Павел Антонович выплыл из потока воспоминаний в свою московскую квартиру и уставился на листок, лежащий перед ним на столе. Часы показывали половину шестого, а он в своих воспоминаниях так и не добрался до главного…
7
3 января 2001 года
Воронцов ехал на работу и улыбался. «Как последний кретин», — сказал он себе, взглянув на свое отражение в вагоне метро и не сразу узнав в нем себя. Попытался принять серьезный вид, но через мгновение уголки губ снова предательски поползли вверх. Его заполонила Лия. В голове прыгали картинки, наподобие комикса, и все — про нее. Вот она выгибается точно кошка, вот прохаживается по комнате в его рубашке, а вот… И именно тут губы вздрагивали усмешкой, по телу пробегал жар, а взгляд уплывал к потолку. Сознание сгинуло, подсунув вместо себя поток почти физически ощущаемых видений, от которых никак не удавалось отделаться. Не удавалось и, пожалуй, не хотелось.
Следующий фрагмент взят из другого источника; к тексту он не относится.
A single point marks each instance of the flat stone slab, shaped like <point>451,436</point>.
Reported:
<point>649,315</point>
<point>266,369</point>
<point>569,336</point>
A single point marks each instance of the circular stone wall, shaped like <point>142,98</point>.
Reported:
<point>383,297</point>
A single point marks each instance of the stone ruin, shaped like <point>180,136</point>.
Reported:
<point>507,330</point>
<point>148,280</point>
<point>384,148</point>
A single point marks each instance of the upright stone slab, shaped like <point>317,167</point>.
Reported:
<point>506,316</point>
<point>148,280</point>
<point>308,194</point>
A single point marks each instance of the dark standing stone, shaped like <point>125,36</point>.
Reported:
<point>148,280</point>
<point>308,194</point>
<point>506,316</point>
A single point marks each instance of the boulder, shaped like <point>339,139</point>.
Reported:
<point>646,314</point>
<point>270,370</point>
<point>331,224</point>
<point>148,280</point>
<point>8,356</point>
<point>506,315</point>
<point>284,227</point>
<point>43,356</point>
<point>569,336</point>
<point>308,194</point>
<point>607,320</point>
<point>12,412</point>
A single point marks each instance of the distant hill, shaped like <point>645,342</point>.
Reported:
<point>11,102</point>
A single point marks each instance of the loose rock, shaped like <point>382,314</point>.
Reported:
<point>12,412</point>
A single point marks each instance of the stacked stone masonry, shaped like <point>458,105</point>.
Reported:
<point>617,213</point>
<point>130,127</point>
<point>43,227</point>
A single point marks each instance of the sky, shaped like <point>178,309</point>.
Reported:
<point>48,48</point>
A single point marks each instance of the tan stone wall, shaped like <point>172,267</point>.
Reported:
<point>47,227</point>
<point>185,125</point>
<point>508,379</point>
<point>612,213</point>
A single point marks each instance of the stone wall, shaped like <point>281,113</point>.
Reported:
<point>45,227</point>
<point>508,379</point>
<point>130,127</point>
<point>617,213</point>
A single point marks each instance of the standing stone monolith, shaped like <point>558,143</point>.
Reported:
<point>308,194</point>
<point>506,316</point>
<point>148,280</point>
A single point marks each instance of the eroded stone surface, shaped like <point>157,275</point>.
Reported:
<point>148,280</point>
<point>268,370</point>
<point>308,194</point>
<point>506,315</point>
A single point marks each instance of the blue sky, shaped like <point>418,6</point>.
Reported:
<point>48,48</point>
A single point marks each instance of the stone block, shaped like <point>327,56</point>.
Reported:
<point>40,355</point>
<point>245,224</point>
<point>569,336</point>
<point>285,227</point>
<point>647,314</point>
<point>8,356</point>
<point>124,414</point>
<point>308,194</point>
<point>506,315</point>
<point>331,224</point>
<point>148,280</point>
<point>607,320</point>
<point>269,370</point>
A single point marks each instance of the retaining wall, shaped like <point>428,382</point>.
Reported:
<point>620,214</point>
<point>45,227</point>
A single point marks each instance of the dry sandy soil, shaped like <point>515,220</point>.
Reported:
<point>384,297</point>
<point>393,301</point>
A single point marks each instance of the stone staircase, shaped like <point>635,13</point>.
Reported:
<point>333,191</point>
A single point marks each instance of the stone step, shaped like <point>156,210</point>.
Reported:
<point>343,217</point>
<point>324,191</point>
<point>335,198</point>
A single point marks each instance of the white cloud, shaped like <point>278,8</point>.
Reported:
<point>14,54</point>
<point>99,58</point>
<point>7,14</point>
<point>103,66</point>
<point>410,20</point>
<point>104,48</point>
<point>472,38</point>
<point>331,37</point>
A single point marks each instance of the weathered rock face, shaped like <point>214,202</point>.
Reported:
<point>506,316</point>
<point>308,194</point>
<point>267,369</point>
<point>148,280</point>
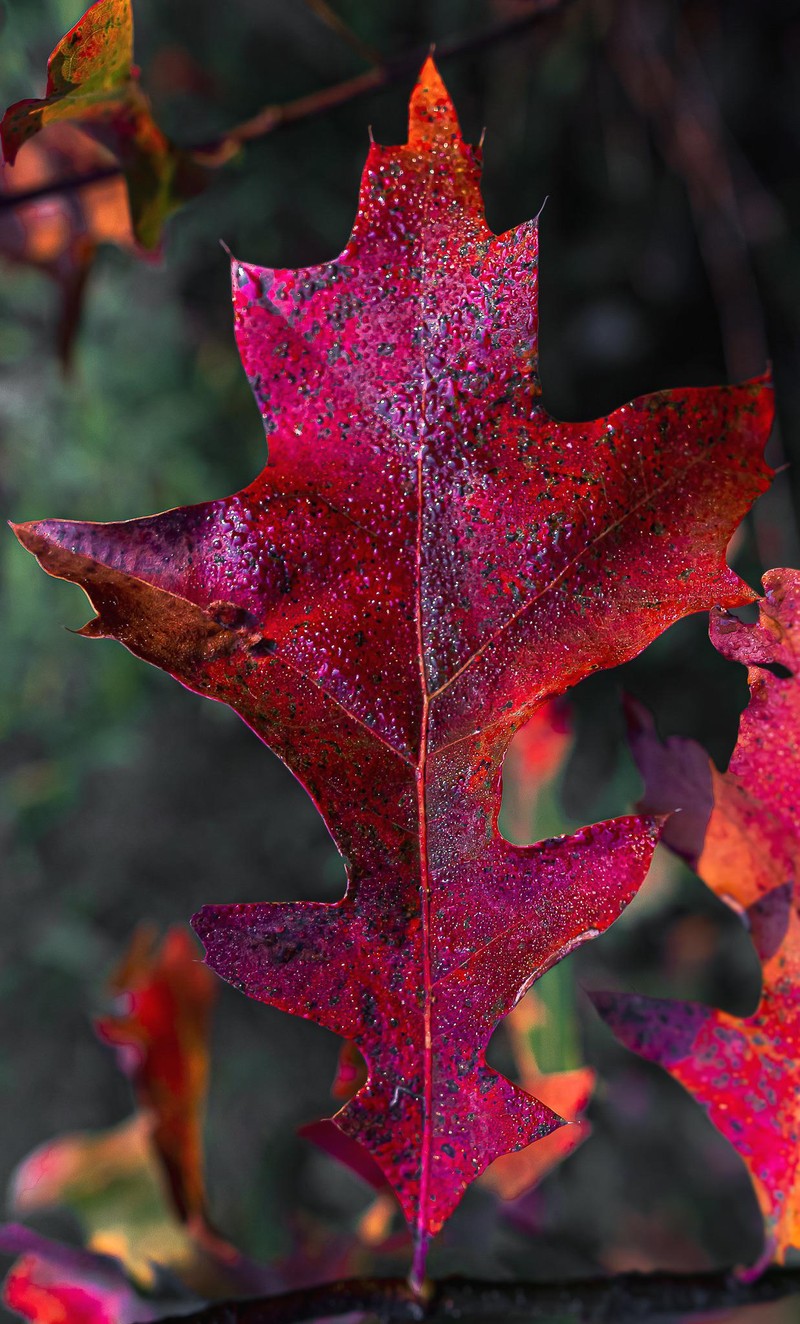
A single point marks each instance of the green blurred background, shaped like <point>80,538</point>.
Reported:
<point>666,139</point>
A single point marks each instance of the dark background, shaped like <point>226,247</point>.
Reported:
<point>666,139</point>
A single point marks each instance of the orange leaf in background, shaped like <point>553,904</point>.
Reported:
<point>160,1032</point>
<point>113,1182</point>
<point>537,755</point>
<point>745,1071</point>
<point>92,78</point>
<point>60,232</point>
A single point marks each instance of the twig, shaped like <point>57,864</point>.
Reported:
<point>624,1299</point>
<point>315,103</point>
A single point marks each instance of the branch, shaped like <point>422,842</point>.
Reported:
<point>607,1300</point>
<point>270,118</point>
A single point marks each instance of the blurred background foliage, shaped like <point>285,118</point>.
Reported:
<point>665,138</point>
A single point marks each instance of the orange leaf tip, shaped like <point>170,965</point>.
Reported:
<point>432,119</point>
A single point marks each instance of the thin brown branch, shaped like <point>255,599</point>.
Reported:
<point>611,1300</point>
<point>270,118</point>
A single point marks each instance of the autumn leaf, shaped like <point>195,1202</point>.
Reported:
<point>741,830</point>
<point>567,1092</point>
<point>160,1033</point>
<point>60,233</point>
<point>92,80</point>
<point>53,1284</point>
<point>425,559</point>
<point>137,1189</point>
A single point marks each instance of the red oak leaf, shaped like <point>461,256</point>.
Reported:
<point>742,834</point>
<point>92,78</point>
<point>425,558</point>
<point>567,1092</point>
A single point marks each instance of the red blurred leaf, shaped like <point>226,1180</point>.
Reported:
<point>160,1033</point>
<point>58,1284</point>
<point>60,232</point>
<point>425,559</point>
<point>92,78</point>
<point>743,1071</point>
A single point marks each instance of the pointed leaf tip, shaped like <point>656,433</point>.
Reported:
<point>432,119</point>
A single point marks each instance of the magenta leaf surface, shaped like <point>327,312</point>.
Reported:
<point>425,558</point>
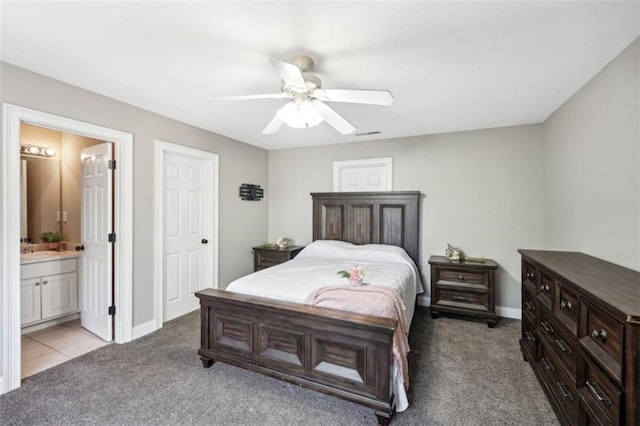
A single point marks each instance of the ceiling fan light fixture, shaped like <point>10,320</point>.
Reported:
<point>299,115</point>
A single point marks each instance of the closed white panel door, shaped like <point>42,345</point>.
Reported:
<point>96,291</point>
<point>188,228</point>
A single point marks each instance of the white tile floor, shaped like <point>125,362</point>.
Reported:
<point>54,345</point>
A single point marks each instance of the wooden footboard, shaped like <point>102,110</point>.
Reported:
<point>339,353</point>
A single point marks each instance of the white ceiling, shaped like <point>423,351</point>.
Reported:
<point>451,66</point>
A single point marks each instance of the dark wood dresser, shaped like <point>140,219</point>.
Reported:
<point>264,257</point>
<point>581,335</point>
<point>465,288</point>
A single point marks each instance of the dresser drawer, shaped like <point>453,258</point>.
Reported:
<point>528,307</point>
<point>452,296</point>
<point>602,336</point>
<point>529,341</point>
<point>565,306</point>
<point>597,390</point>
<point>563,389</point>
<point>563,344</point>
<point>545,290</point>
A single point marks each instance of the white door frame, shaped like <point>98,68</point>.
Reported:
<point>13,116</point>
<point>160,149</point>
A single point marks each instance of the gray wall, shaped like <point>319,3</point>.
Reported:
<point>242,224</point>
<point>591,164</point>
<point>482,191</point>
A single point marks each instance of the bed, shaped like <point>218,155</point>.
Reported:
<point>344,354</point>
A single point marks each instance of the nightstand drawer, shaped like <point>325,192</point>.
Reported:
<point>466,277</point>
<point>463,288</point>
<point>272,257</point>
<point>451,296</point>
<point>265,257</point>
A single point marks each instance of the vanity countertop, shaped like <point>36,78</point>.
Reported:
<point>46,256</point>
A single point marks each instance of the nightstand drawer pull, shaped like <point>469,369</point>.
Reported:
<point>563,391</point>
<point>599,334</point>
<point>565,304</point>
<point>547,327</point>
<point>595,390</point>
<point>530,337</point>
<point>563,346</point>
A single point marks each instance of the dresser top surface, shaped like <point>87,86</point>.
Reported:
<point>613,284</point>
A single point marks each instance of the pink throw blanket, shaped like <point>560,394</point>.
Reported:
<point>371,300</point>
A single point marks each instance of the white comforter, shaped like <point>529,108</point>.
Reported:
<point>317,266</point>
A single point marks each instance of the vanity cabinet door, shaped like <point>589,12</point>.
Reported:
<point>59,294</point>
<point>29,301</point>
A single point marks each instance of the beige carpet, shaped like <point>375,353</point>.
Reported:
<point>462,373</point>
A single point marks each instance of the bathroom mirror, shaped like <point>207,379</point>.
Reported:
<point>41,197</point>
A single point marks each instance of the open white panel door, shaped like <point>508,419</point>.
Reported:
<point>97,223</point>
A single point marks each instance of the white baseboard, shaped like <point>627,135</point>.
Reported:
<point>144,329</point>
<point>501,311</point>
<point>505,312</point>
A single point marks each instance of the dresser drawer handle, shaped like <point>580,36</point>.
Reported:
<point>563,346</point>
<point>565,304</point>
<point>547,327</point>
<point>563,390</point>
<point>595,390</point>
<point>599,334</point>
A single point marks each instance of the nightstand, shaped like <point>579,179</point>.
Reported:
<point>464,288</point>
<point>264,257</point>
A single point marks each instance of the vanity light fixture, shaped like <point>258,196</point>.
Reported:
<point>40,151</point>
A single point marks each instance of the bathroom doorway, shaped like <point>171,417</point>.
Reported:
<point>10,275</point>
<point>58,317</point>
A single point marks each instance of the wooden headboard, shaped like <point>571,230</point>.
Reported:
<point>369,218</point>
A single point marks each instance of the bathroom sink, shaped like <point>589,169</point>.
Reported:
<point>38,254</point>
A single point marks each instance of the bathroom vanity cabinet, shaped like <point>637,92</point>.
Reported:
<point>48,289</point>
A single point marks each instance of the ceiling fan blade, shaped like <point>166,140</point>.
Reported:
<point>334,119</point>
<point>247,97</point>
<point>290,73</point>
<point>372,97</point>
<point>273,126</point>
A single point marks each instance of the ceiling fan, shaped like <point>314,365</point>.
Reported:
<point>307,107</point>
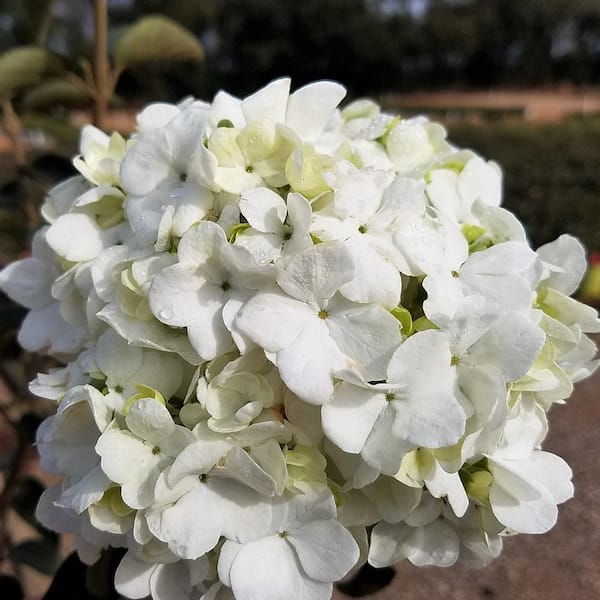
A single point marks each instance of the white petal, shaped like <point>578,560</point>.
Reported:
<point>268,569</point>
<point>28,282</point>
<point>264,209</point>
<point>269,103</point>
<point>307,365</point>
<point>310,108</point>
<point>174,295</point>
<point>150,420</point>
<point>348,419</point>
<point>274,320</point>
<point>132,578</point>
<point>368,334</point>
<point>316,273</point>
<point>75,237</point>
<point>327,551</point>
<point>376,278</point>
<point>566,259</point>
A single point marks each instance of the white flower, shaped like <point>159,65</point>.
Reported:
<point>135,457</point>
<point>283,324</point>
<point>195,293</point>
<point>314,331</point>
<point>415,407</point>
<point>277,227</point>
<point>306,550</point>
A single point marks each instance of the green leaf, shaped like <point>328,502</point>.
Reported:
<point>25,66</point>
<point>54,92</point>
<point>42,555</point>
<point>156,38</point>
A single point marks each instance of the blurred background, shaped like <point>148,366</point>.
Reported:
<point>516,80</point>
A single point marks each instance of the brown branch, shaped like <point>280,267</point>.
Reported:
<point>102,74</point>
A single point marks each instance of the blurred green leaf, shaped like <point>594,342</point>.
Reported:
<point>42,555</point>
<point>25,66</point>
<point>10,588</point>
<point>53,92</point>
<point>156,38</point>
Сколько продлится это наваждение, он не знал, но — тем лучше. Наваждения ни к чему не обязывают и ни в чем не ограничивают. А разве он не имеет права тряхнуть стариной? Может быть, в последний раз!
Лия заставила его позабыть правила, по которым он жил в последнее время, и навязала свои, пришедшиеся ему весьма по вкусу. Он сдался рыжекудрому диктатору с легкостью, потому что тот принудил его жить так, как Воронцову хотелось, не будь на его совести… Но ведь невозможно вечно помнить о совести. И — тяжело. И главное — совсем мало радости. А в нем столько жизни, что хватило бы на дюжину молодцов и еще бы осталось немножко.
Правда, Воронцов ни об энергии своей жизненной, ни о совести теперь не думал. Ощущение полета — вниз головой с высокой кручи, да без всякой опаски — захватывало его целиком. Теперь он был долиной, в которой прорывались и били из-под земли разбуженные землетрясением горячие гейзеры. Он обретал прежнюю форму, мироощущение, веру. Долина вот-вот будет затоплена — хлынул пенящийся горячий поток во все стороны, долина превратится в морское дно.